Doose syndrome, Myoclonic-astatic epilepsy, Antiepileptic drugs, Corticosteroids, Corpus callosotomy, cannabidiol


Doose syndrome, or myoclonic-astatic epilepsy (MAE), is a rare and complex epileptic encephalopathy that affects young children. Characterized by myoclonic-atonic seizures, generalized tonic-clonic seizures, and atypical absence seizures, the etiology of Doose syndrome is heterogeneous and involves both genetic and environmental factors. While advancements in genetic research have contributed to a better understanding of the syndrome, no major genetic factor has been identified, highlighting the need for further investigation. Diagnosis relies on thorough clinical evaluation, electroencephalographic findings, and, in some cases, genetic testing.

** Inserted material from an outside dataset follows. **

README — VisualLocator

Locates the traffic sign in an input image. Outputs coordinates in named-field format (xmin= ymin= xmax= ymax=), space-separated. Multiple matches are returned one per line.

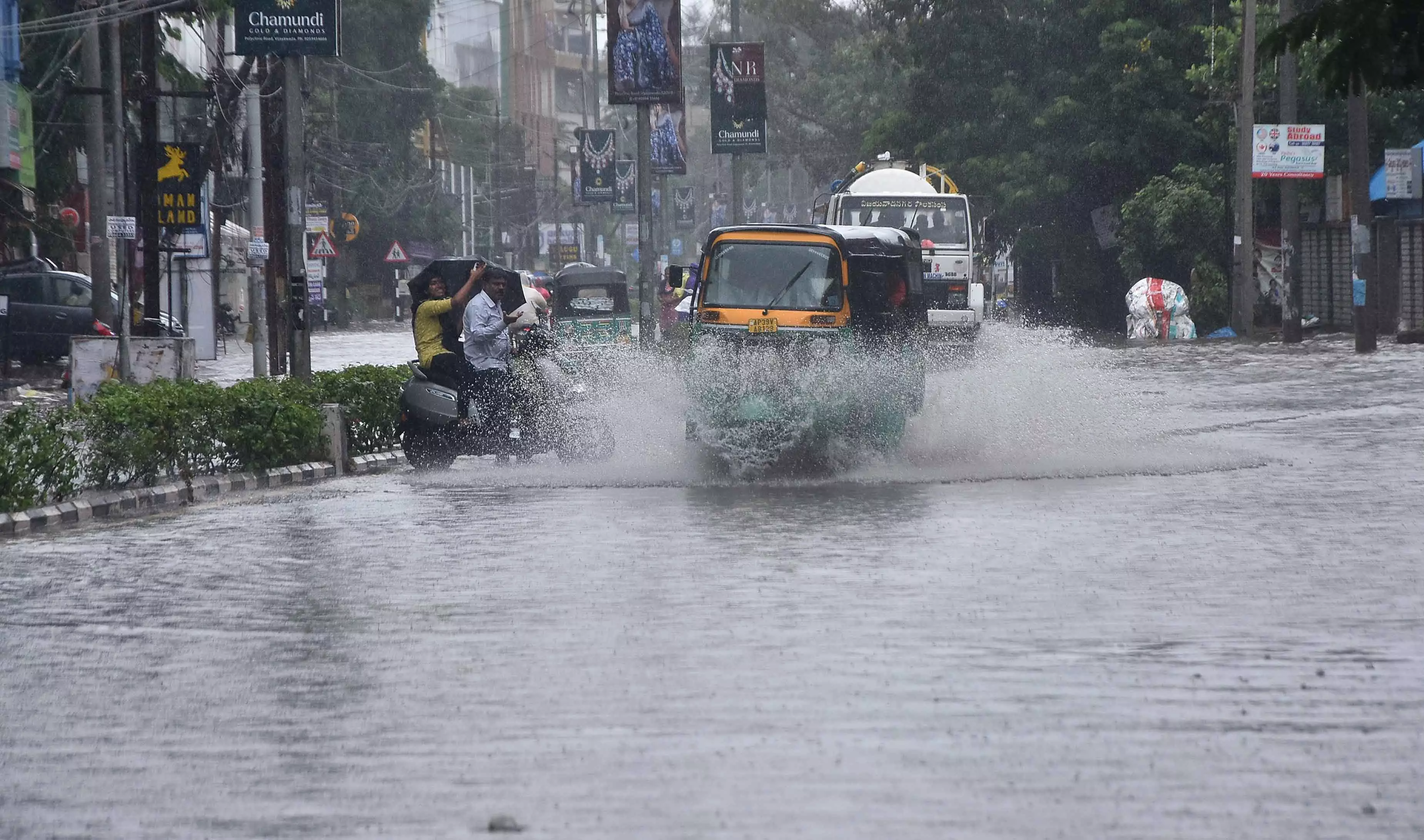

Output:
xmin=306 ymin=230 xmax=336 ymax=259
xmin=107 ymin=216 xmax=138 ymax=239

Early diagnosis is critical, as certain antiepileptic drugs may exacerbate the condition, while others can provide better seizure control. Treatment options include medications such as valproate, levetiracetam, and lamotrigine, ketogenic and modified Atkins diets, corticosteroids, and, in refractory cases, corpus callosotomy. Recent studies have also shown promise in using highly purified cannabidiol for the treatment of refractory epilepsy in Doose syndrome. Future research should focus on elucidating the genetic and environmental factors involved in the development and progression of Doose syndrome and identifying novel therapeutic targets. Additionally, further investigation of existing treatment options, including dietary therapies and highly purified cannabidiol, is necessary to optimize patient care and improve long-term prognosis for individuals affected by this rare and challenging epilepsy syndrome.